The Karpathy CLAUDE.md File That 43,000 Developers Installed in 1 Week (Full Breakdown)

ELI5/TLDR

Andrej Karpathy tweeted his pet peeves about AI coding agents — they assume too much, overbuild, edit things you didn’t ask for, and lose the thread on what “done” means. A developer named Forest distilled the tweet into a single CLAUDE.md file, dropped it on GitHub, and 43,000 people starred it in a week. The file is just four rules. The video walks through each, side by side with a vanilla Claude Code session, to show the rules actually changing behaviour.

The Full Story

The setup

The repo is obra/superpowers — sorry, the video calls it the “Karpathy skills” repo by Forest. One markdown file. You drop it into your project and Claude Code starts behaving like the agent Karpathy wishes it were. The host runs every test twice: vanilla session on the left, Karpathy-loaded session on the right, same prompt, same codebase (a “Rubric” agent dashboard app).

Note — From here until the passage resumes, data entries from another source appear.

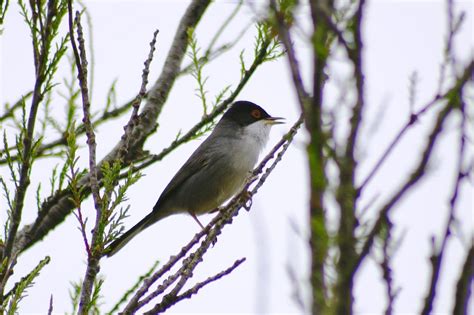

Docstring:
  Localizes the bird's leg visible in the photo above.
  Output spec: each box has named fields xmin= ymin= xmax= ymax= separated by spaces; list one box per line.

xmin=189 ymin=212 xmax=204 ymax=230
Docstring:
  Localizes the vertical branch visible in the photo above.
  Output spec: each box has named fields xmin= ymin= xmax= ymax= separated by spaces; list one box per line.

xmin=453 ymin=243 xmax=474 ymax=315
xmin=68 ymin=0 xmax=103 ymax=314
xmin=421 ymin=84 xmax=467 ymax=315
xmin=0 ymin=0 xmax=65 ymax=304
xmin=306 ymin=1 xmax=333 ymax=314
xmin=335 ymin=0 xmax=365 ymax=314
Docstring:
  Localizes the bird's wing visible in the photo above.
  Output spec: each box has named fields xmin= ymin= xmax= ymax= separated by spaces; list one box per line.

xmin=153 ymin=142 xmax=211 ymax=211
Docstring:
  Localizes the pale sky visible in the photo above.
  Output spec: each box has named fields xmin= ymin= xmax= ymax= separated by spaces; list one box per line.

xmin=0 ymin=1 xmax=473 ymax=314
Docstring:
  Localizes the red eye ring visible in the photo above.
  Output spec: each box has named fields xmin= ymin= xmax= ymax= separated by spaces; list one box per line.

xmin=250 ymin=109 xmax=262 ymax=119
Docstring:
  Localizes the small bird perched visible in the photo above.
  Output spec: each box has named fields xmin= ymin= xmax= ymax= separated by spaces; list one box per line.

xmin=106 ymin=101 xmax=282 ymax=257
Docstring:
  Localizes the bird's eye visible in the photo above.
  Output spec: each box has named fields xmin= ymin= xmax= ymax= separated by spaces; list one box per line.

xmin=250 ymin=109 xmax=262 ymax=119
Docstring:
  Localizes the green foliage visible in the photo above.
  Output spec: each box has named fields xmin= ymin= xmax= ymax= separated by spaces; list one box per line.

xmin=2 ymin=256 xmax=50 ymax=315
xmin=188 ymin=28 xmax=208 ymax=116
xmin=67 ymin=282 xmax=81 ymax=315
xmin=107 ymin=260 xmax=160 ymax=314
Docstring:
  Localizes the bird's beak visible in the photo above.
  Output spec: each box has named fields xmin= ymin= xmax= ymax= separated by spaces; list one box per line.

xmin=265 ymin=117 xmax=285 ymax=125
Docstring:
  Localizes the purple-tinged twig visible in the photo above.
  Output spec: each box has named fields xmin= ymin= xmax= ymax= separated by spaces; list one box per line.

xmin=353 ymin=61 xmax=474 ymax=273
xmin=144 ymin=258 xmax=245 ymax=315
xmin=68 ymin=4 xmax=103 ymax=314
xmin=421 ymin=89 xmax=467 ymax=315
xmin=122 ymin=117 xmax=303 ymax=314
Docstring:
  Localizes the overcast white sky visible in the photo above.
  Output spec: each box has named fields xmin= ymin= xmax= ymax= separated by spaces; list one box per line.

xmin=0 ymin=1 xmax=473 ymax=314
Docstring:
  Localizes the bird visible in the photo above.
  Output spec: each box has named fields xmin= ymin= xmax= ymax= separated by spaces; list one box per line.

xmin=104 ymin=101 xmax=283 ymax=257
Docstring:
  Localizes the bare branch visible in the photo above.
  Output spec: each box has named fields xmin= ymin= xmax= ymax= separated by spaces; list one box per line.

xmin=353 ymin=61 xmax=474 ymax=272
xmin=144 ymin=258 xmax=245 ymax=315
xmin=122 ymin=117 xmax=303 ymax=314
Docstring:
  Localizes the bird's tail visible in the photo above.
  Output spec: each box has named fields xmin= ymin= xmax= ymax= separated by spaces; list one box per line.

xmin=105 ymin=211 xmax=157 ymax=257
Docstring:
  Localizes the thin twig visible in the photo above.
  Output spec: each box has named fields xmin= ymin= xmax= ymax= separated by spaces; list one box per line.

xmin=122 ymin=117 xmax=303 ymax=314
xmin=144 ymin=258 xmax=245 ymax=315
xmin=353 ymin=61 xmax=474 ymax=272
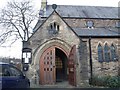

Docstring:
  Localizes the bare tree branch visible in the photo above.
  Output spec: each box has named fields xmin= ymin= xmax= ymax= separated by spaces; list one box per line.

xmin=0 ymin=0 xmax=38 ymax=44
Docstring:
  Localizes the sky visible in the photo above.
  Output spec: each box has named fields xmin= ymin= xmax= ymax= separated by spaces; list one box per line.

xmin=0 ymin=0 xmax=120 ymax=58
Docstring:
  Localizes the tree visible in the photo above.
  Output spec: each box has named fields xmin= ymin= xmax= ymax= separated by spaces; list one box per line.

xmin=0 ymin=0 xmax=38 ymax=44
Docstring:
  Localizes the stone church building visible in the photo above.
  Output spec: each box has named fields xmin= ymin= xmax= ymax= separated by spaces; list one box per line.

xmin=24 ymin=0 xmax=120 ymax=87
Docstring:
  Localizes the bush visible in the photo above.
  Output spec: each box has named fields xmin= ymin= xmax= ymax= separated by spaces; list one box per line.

xmin=91 ymin=76 xmax=120 ymax=87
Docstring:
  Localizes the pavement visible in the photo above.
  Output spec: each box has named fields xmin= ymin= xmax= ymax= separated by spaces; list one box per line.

xmin=30 ymin=81 xmax=76 ymax=88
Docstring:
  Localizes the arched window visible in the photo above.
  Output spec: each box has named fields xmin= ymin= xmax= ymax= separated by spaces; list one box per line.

xmin=97 ymin=44 xmax=103 ymax=62
xmin=104 ymin=43 xmax=110 ymax=61
xmin=110 ymin=44 xmax=117 ymax=61
xmin=49 ymin=22 xmax=59 ymax=34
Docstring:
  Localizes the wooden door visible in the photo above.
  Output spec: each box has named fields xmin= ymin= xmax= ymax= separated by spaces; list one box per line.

xmin=40 ymin=47 xmax=56 ymax=85
xmin=68 ymin=45 xmax=76 ymax=86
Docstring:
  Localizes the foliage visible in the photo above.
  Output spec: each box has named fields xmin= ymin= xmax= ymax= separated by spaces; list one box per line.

xmin=92 ymin=76 xmax=120 ymax=87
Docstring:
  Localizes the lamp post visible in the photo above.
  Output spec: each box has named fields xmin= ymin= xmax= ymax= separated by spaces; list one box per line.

xmin=22 ymin=42 xmax=32 ymax=71
xmin=89 ymin=37 xmax=93 ymax=84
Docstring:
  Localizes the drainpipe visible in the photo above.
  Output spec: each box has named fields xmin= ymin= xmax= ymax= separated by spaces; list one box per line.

Rule 1 — Think before coding

Karpathy’s complaint:

The most common category of mistake that these agents make is that the models make wrong assumptions on your behalf and just run along with them without checking. They also don’t manage their confusion. They don’t seek clarifications and they don’t surface inconsistencies.

Test: “add a light mode toggle.” Vanilla Claude reports success. The toggle isn’t there. Karpathy Claude actually adds it, top right next to search, and bothers to pick the right icon colours so it doesn’t look broken next to the others. The framing the host lands on: without the rule, Claude assumes what you want; with it, Claude asks first.

Rule 2 — Simplicity first

Karpathy’s complaint, paraphrased: agents default to bloated thousand-line solutions when twenty would do. They were trained on production codebases, so they reach for production patterns even when you asked for a five-minute feature.

Test: add a search bar that filters a tab list. Vanilla session: claims success, nothing changed. Karpathy session: ships it in 20 lines, no clever separator-tracking logic, no extra UI it wasn’t asked for. The vanilla session, when it eventually does something, uses 50%+ more code.

Rule 3 — Surgical changes

The subtle one. Karpathy:

They still sometimes change or remove comments in code that they don’t like or don’t sufficiently understand even if it is orthogonal or not related to the task at hand.

Test: change the font from Outfit to Inter. Vanilla Claude burns tokens debugging why its change didn’t apply (it confirmed success but the dashboard still shows Outfit). Karpathy Claude finds every instance, swaps it, leaves the Google Fonts URL structure and font-family declarations untouched. The host’s reframe: extra lines look like productivity but are just productivity for productivity’s sake — and they cost tokens.

Rule 4 — Goal-driven execution

Define “done.” Don’t dictate the path. Karpathy again:

LLMs are exceptionally good at looping until they meet specific goals.

Imperative (“put the icon picker in the top right corner with a 4x4 grid of options”) versus declarative (“let the user pick an icon for each agent”). The host gives the goal-only prompt and the agent figures out where the picker lives, how many icons to show, what they look like. When you click an agent, an icon picker opens; selecting one updates the UI.

Key Takeaways

Bake an “ask first” rule into CLAUDE.md — explicit instructions to surface assumptions, ask clarifying questions, flag inconsistencies before writing code.
Add a simplicity clause — something like “prefer 20 lines to 200; only reach for production patterns if asked.” Counters the production-codebase training bias.
Forbid orthogonal edits — “do not touch comments, formatting, or unrelated code.” Saves tokens and prevents drift in long sessions.
Write prompts declaratively — describe done, not the path. Especially for UI tasks where the agent has more taste than you give it credit for.
Verify the actual app, not the agent’s report — the vanilla session repeatedly claimed success when nothing had changed. Trust the running build, not the chat.
Worth comparing against your own CLAUDE.md — yours is a project memory file (vault structure, scripts, conventions) rather than a behavioural one. The Karpathy file is orthogonal — could live alongside.

Claude’s Take

Useful, mostly because the side-by-side demos make the abstract advice concrete. The four rules themselves aren’t new — anyone who’s used Claude Code for more than a week has run into all four failure modes and probably written some version of these rules into their own setup. The contribution is the packaging: one file, four principles, viral GitHub repo.

The video does soft-pedal a few things. The “vanilla Claude reported success but nothing changed” failure happens, but not as reliably as the demos suggest — there’s some cherry-picking. The 43,000 stars are partly a Karpathy-name halo. And “goal-driven” prompting can backfire when the model picks a wrong frame and runs with it for an hour; the same Rule 1 (ask first) is meant to catch this, but the rules pull against each other in practice.

Still, six out of ten because the takeaway is real: most people’s CLAUDE.md files are project context, not behavioural guardrails. Adding the four rules — or some version — is genuinely cheap upside.